Udio
by Udio
Create studio-ready AI songs from simple text prompts and audio
About
Udio is an AI music generator that allows anyone to create complete songs from simple text prompts or uploaded audio. Users describe the mood, genre, instrumentation, and lyrical theme they want, and Udio’s model generates a fully arranged track with vocals, backing instruments, and song structure in seconds. The platform is designed to support everything from casual experimentation to serious music production, outputting studio-quality audio suitable for streaming, social media, or professional workflows. The core experience centers on text-to-music generation: describe a vibe such as “melancholic indie rock ballad with male vocals about long-distance love” and Udio generates multiple complete song candidates you can audition, refine, and download. Advanced controls on paid tiers let you adjust clarity, quality, length, and even choose between underlying AI models to dial in the exact sound you want. Udio also includes lyric-writing tools, allowing users to generate or edit lyrics line by line with AI assistance before rendering the final performance. Beyond pure text prompts, Udio supports audio uploads so creators can bring in voice memos, existing melodies, or samples and transform them into full tracks. Users can extend songs with intros, outros, or additional sections, remix uploaded material, and export either full mixes or individual stems (vocals, drums, bass, and other elements) for use in DAWs like Ableton or FL Studio. This makes Udio useful both as a sketchpad for quickly generating ideas and as a production tool in a modern studio workflow. Udio is available through a free tier with daily creation credits and two paid tiers—Standard and Pro—that unlock more credits, audio uploads, song editing, high-quality WAV and stem exports, and priority access to new features and models. The combination of fast, high-fidelity generation, detailed control over style and structure, and export-ready stems distinguishes Udio from simpler AI music toys, positioning it as a serious creative co-producer for musicians, producers, and content creators.
What you can do with it
- Create custom background tracks with vocals for YouTube, TikTok, and podcasts
- Rapidly prototype song ideas and demos for artists, bands, or producers
- Transform a voice memo or melody snippet into a full arranged track with stems
- Generate genre-specific songs with tailored lyrics for ads, trailers, or campaigns
- Produce high-quality stems for remixing and further production in a DAW
Pricing
Free — $0, 10 daily creation credits, full song generation, audio/video exports, access to Song Feed Standard — $10/month, all Free features, audio uploads, song editing, style reduction/negative prompting, high-quality WAV and stem exports, more monthly credits, ability to create more songs simultaneously Pro — $30/month, everything in Standard, early access to new features and models, more monthly credits, ability to create more songs simultaneously
How to access
Udio is accessible via a web app at udio.com and an iOS app, both using an account-based login; signup is open (no waitlist) and requires creating an email-based account, after which users can choose between a Free, Standard, or Pro plan; paid tiers are available as subscriptions via the web and iOS, and generated audio and stems can be downloaded for use in external tools and workflows.

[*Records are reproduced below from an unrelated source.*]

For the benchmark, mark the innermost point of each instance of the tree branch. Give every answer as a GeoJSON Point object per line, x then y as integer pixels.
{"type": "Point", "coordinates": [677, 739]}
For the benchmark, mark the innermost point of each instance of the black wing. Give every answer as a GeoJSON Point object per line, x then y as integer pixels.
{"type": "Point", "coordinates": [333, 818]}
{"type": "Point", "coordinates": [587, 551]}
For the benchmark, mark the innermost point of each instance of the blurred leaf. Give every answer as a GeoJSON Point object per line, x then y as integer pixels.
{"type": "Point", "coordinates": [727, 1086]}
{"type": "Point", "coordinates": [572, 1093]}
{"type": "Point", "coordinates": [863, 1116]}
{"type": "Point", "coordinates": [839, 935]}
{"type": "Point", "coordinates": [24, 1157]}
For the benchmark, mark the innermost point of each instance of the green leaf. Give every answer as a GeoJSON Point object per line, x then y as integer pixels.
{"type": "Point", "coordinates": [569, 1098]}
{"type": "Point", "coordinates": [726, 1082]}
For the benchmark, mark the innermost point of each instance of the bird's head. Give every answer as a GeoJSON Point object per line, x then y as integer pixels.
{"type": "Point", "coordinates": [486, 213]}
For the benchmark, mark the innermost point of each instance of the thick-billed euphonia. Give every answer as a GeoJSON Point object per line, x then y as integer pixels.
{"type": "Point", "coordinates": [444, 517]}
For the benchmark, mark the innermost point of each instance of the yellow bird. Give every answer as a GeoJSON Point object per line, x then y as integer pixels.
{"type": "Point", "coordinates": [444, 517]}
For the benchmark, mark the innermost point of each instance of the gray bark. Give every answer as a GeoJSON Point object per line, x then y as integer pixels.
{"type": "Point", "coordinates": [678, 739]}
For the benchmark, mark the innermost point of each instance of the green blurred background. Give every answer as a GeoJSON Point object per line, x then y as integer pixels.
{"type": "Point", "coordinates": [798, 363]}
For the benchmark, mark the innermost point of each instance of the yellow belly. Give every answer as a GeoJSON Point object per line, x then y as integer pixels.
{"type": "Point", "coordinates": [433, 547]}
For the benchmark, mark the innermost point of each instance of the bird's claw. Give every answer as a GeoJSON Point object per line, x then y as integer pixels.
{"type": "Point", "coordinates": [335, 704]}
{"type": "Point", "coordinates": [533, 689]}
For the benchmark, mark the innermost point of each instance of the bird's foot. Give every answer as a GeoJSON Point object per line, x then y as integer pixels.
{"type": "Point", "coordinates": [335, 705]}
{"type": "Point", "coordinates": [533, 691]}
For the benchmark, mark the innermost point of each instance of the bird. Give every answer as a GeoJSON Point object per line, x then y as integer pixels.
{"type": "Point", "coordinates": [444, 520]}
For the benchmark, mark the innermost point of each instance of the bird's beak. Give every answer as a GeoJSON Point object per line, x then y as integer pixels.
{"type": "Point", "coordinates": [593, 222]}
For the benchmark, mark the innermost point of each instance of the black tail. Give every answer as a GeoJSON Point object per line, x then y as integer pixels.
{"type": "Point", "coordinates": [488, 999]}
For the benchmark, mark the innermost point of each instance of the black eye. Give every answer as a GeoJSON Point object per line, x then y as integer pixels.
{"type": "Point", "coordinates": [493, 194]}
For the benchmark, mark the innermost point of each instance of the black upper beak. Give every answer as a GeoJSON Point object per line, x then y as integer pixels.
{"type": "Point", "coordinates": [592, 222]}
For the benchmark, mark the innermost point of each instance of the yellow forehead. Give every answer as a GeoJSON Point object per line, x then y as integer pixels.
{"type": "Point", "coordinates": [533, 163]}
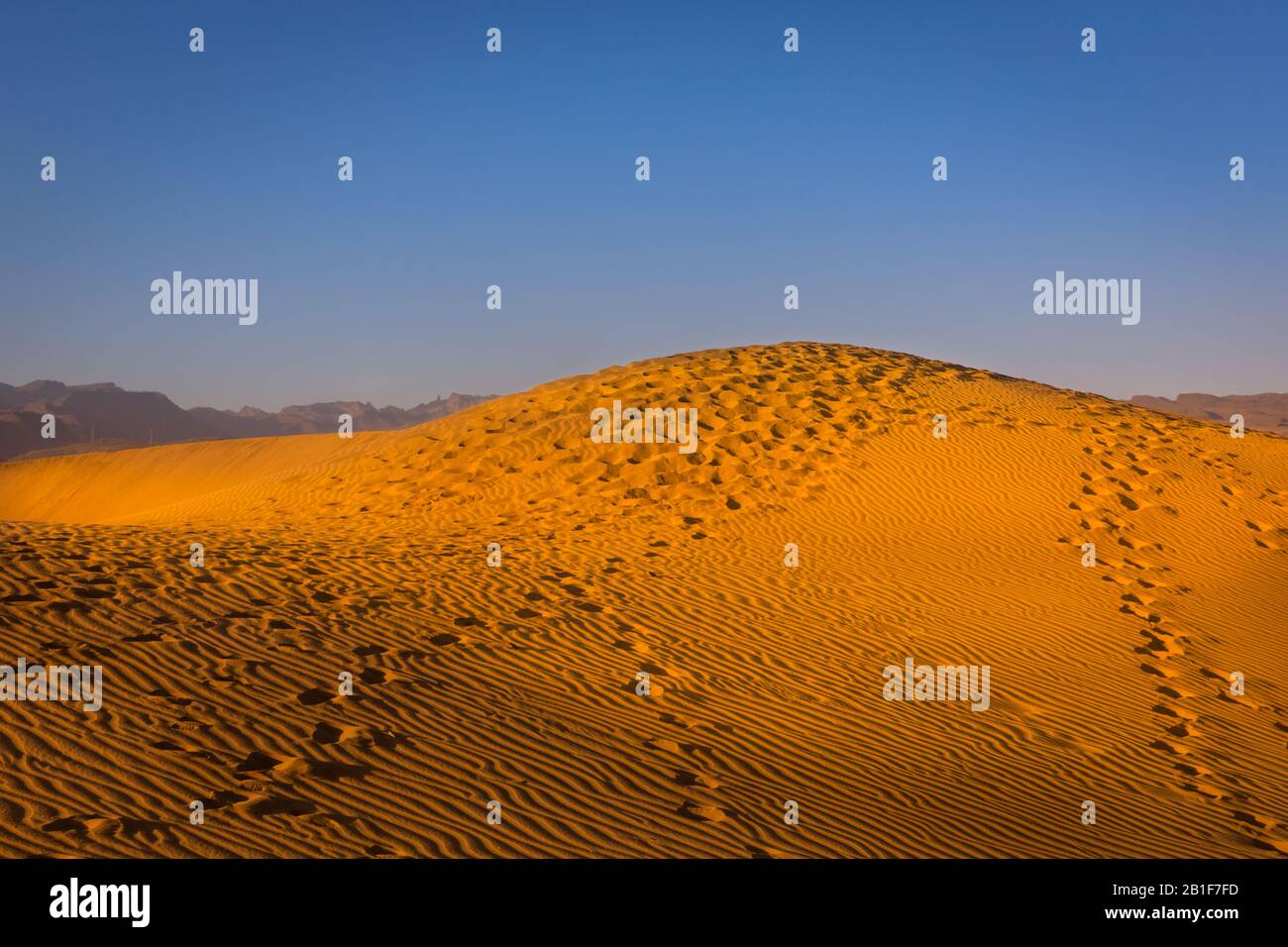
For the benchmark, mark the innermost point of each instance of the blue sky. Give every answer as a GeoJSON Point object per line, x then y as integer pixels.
{"type": "Point", "coordinates": [518, 169]}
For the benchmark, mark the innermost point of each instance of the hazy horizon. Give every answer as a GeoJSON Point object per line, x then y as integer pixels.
{"type": "Point", "coordinates": [516, 169]}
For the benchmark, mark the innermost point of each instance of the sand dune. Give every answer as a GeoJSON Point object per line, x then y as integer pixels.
{"type": "Point", "coordinates": [518, 684]}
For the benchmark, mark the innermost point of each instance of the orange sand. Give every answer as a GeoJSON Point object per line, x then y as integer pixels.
{"type": "Point", "coordinates": [518, 684]}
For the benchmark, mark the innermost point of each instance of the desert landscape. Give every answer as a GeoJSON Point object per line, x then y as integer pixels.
{"type": "Point", "coordinates": [516, 682]}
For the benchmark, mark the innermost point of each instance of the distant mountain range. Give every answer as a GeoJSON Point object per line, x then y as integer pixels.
{"type": "Point", "coordinates": [1260, 411]}
{"type": "Point", "coordinates": [103, 416]}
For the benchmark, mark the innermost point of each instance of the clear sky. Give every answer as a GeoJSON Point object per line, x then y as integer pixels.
{"type": "Point", "coordinates": [518, 169]}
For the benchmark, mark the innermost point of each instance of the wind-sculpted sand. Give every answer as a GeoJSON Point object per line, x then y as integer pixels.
{"type": "Point", "coordinates": [518, 684]}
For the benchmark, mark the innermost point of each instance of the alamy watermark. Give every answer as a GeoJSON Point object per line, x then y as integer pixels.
{"type": "Point", "coordinates": [936, 684]}
{"type": "Point", "coordinates": [651, 425]}
{"type": "Point", "coordinates": [179, 296]}
{"type": "Point", "coordinates": [59, 684]}
{"type": "Point", "coordinates": [1087, 298]}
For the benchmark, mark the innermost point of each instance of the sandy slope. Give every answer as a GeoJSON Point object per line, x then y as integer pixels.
{"type": "Point", "coordinates": [518, 684]}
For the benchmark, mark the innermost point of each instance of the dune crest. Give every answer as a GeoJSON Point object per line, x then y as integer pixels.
{"type": "Point", "coordinates": [520, 682]}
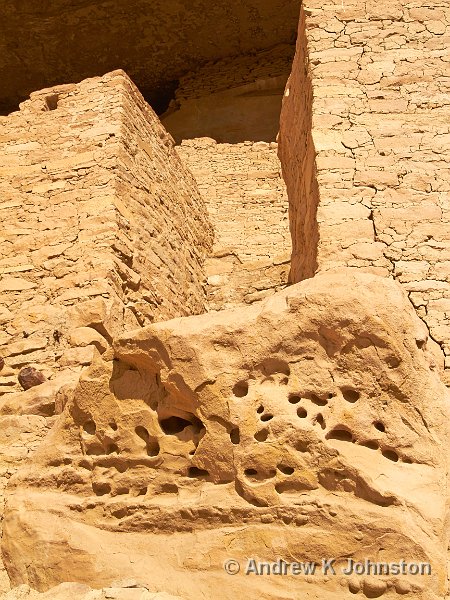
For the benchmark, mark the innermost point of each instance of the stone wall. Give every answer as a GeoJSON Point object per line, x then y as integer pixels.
{"type": "Point", "coordinates": [226, 115]}
{"type": "Point", "coordinates": [247, 203]}
{"type": "Point", "coordinates": [102, 228]}
{"type": "Point", "coordinates": [380, 80]}
{"type": "Point", "coordinates": [233, 100]}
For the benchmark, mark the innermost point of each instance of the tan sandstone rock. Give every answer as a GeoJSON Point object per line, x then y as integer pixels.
{"type": "Point", "coordinates": [307, 427]}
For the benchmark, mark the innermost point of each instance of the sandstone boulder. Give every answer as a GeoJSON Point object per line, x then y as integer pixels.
{"type": "Point", "coordinates": [311, 426]}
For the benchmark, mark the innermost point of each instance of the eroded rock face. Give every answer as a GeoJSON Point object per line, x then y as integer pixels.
{"type": "Point", "coordinates": [308, 427]}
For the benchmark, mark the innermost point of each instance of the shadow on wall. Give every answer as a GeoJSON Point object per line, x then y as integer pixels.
{"type": "Point", "coordinates": [249, 112]}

Access via web app at udio.com and iOS app; open signup with email-based account creation; users must sign in to create, save, and manage songs; paid Standard and Pro subscriptions can be purchased (and managed) via the web or as in-app purchases on iOS.
Tips for getting the best results
Start by signing up and logging into the web or iOS app, then choose the Free, Standard, or Pro plan during onboarding. In the main studio interface, enter a detailed text prompt describing genre, mood, tempo, instruments, and lyrical theme—specific prompts (e.g., “uptempo 2000s pop-punk with female vocals about road trips”) tend to yield more targeted results. Generate songs and listen to multiple candidates, then open the one you like to inspect or edit the lyrics, adjust structure, and extend sections with intros, outros, or new verses. On paid plans, upload audio clips such as vocal ideas or guitar riffs to have Udio build full arrangements around them, and use advanced controls (clarity, quality, model selection) to refine output. Once satisfied, export full mixes as MP3 or WAV, or download stems (vocals, drums, bass, other) and bring them into your DAW for mixing, layering with live instruments, or mastering. Common gotchas include under-specifying genre or mood (leading to generic results) and forgetting that each generation consumes credits, so it helps to iterate on prompts thoughtfully and save strong seeds as templates.
Known limitations
Udio’s generations are constrained by its training distribution and may produce songs that feel stylistically derivative or occasionally close to recognizable artists or genres, which can raise originality concerns for commercial use. Lyrics, while often coherent, can include clichés, repetition, or occasional nonsensical lines that require manual editing. Credit-based limits on the Free and paid tiers cap how much you can generate each day or month, so heavy users may need to manage their usage carefully. The service currently focuses on popular, vocal-centric styles and may be less effective at niche genres, complex jazz, or highly experimental compositions. Real-time collaborative features are limited, and there is no offline local model; you must rely on Udio’s cloud service, which means renders can queue or slow under heavy demand, and availability is tied to the platform’s servers and policy changes.
Model / Technology
Proprietary neural text-to-music and text-to-audio generation model with vocal synthesis
Commercial use
According to Udio’s terms of service, users receive rights to use their generated content, including for commercial purposes, subject to compliance with the platform’s content rules and any applicable music industry rights; users remain responsible for how they exploit outputs and must not use the service to infringe third-party rights, and terms may evolve in response to licensing and industry agreements.
Training data
Udio has not publicly disclosed full details of its training corpus, but it states that its AI music models are trained on large-scale audio and music datasets; reports and industry coverage indicate it uses a mixture of licensed and proprietary data and has been involved in discussions with major labels around AI training and usage, highlighting ongoing scrutiny over whether training data includes copyrighted recordings and how those are licensed.